The pain and laughter of the day are done,
So strangely hushed and still the long ward seems,
Only the Sister's candle softly beams.
Clear from the church near by the clock strikes 'one';
And all are wrapt away in secret sleep and dreams.
They bandied talk and jest from bed to bed;
Now sleep has touched them with a subtle change.
They lie here deep withdrawn, remote and strange;
A dimly outlined shape, a tumbled head.
Through what far lands do now their wand'ring spirits range?
Here one cries sudden on a sobbing breath,
Gripped in the clutch of some incarnate fear:
What terror through the darkness draweth near?

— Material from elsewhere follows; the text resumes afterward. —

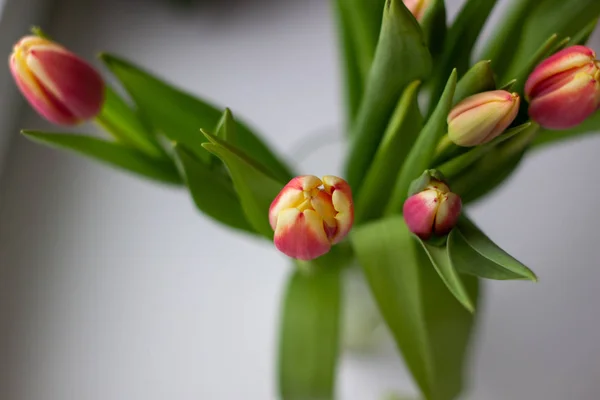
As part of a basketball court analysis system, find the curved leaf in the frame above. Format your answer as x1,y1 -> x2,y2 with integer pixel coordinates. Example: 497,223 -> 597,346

What memory of carnage and of death?
What vanished scenes of dread to his closed eyes appear?
And one laughs out with an exultant joy.
An athlete he - Maybe his young limbs strain
In some remembered game, and not in vain
To win his side the goal - Poor crippled boy,
Who in the waking world will never run again.
One murmurs soft and low a woman's name;
And here a vet'ran soldier, calm and still
As sculptured marble sleeps, and roams at will
Through eastern lands where sunbeams scorch like flame,
By rich bazaar and town, and wood-wrapt snow-crowned hill.
Through the wide open window one great star,
Swinging her lamp above the pear-tree high,
Looks in upon these dreaming forms that lie
So near in body, yet in soul so far
As those bright worlds thick strewn on that vast depth of sky.